Constructie gebruikelijk
Het CBb onderschrijft de conclusie van de Accountantskamer. ‘Daarbij stelt het College voorop dat tussen partijen niet in geschil is dat betrokkene zijn cliënt al meerdere jaren voorzag van financieel advies op het gebied van estate planning. Ook is niet in geschil dat het relatief gebruikelijk is dat wanneer ouders geld overmaken naar kinderen, wordt gezocht naar de fiscaal meest gunstige constructie. De constructie van een lening, waarbij de afgesproken terugbetalingen vervolgens periodiek worden kwijtgescholden, betreft ook volgens de verklaring van appellant ter zitting normaliter een legitieme transactie.’
Documentatie PwC zegt niks
Het OM had documenten van PwC, die de aangiften over 2013 heeft verzorgd, in de zaak betrokken. ‘Op zichzelf zegt die documentatie echter niks over wat zich tussen betrokkene en zijn cliënt heeft afgespeeld. Wel blijkt daaruit dat PwC van meet af aan heeft aangenomen dat sprake was van een schenking.’ Maar PwC is niet nagegaan of het de bedoeling was om het geldbedrag als schenking aan te merken. ‘Uit het voorgaande blijkt dus dat PwC er inderdaad van uitging dat sprake was van een schenking, maar dat dit uitgangspunt onduidelijk is gebleven.’
Ook het gegeven dat de man alsnog akkoord is gegaan met het aanmerken van het geldbedrag als schenking vindt het college niet van belang. ‘Het gaat in deze zaak om de handelwijze van betrokkene in de periode januari 2013 tot medio/eind 2015. De fiscale afwikkeling dateert van geruime tijd daarna. Ook is onduidelijk wat de beweegredenen van de cliënt waren om akkoord te gaan met een transactie. Die transactie is op zichzelf genomen in ieder geval onvoldoende om aan te nemen dat van meet af aan duidelijk was dat sprake was van een schenking.’

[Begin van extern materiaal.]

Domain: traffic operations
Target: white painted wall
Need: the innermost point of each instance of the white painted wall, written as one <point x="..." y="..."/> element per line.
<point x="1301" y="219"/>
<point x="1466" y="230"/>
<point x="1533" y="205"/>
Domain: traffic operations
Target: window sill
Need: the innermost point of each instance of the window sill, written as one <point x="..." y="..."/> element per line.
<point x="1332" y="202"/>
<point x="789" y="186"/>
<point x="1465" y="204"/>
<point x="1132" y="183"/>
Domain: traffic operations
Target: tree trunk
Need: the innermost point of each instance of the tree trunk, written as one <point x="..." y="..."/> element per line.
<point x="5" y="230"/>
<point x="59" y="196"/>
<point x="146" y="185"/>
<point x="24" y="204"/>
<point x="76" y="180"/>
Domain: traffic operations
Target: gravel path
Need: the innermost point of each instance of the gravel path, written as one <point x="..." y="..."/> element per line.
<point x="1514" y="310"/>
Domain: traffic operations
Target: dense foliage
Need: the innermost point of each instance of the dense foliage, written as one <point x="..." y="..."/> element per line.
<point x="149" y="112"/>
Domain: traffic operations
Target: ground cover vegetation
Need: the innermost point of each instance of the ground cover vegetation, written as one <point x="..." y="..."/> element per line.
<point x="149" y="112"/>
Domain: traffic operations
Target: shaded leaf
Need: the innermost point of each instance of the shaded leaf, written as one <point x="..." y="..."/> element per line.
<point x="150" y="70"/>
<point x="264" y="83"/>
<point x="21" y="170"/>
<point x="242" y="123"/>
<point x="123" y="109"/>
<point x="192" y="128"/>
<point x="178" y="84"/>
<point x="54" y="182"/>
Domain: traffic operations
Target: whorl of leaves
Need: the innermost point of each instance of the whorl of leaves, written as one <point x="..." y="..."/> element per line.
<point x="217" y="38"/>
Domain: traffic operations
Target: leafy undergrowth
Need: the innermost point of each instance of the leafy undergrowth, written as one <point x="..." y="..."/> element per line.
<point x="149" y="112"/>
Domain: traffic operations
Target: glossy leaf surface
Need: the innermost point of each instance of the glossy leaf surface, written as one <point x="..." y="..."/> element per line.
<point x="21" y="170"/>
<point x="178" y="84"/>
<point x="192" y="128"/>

Manipulatie van documenten niet bewezen
De manipulatie van documenten door de RA is volgens het CBb onvoldoende komen vast te staan. Zo is niet gebleken dat de RA de overeenkomst heeft geantedateerd. ‘Betrokkene had de datum wel moeten controleren en eventueel van een toelichting moeten voorzien, alvorens hij de overeenkomst naar de Belastingdienst stuurde, maar dat betrokkene dat niet heeft gedaan rechtvaardigt nog niet de conclusie dat betrokkene zijn cliënt opzettelijk heeft gefaciliteerd bij het plegen van fraude.’ Het college heeft oor voor de verklaring van de RA dat het regelmatig gebeurt dat hij, nadat er een gespreksverslag is opgemaakt, daarop (handmatig) nadere op- of aanmerkingen plaatst. ‘Dat er geen notitie is waaruit blijkt dat op die datum is gesproken over de schenking/lening, wil echter niet zeggen dat daarover op die datum niet is gesproken.’
Het CBb laat de uitspraak van de Accountantskamer in stand: de RA heeft in strijd met het beginsel van vakbekwaamheid en zorgvuldigheid de leningovereenkomst toegezonden aan de Belastingdienst zonder zich behoorlijk te vergewissen van de datum die daarop stond en onvoldoende onderzoek gedaan naar de titel waaronder het geldbedrag aan de cliënt werd overgemaakt. Maar de klacht over het niet-integere handelen wijst ook het CBb af.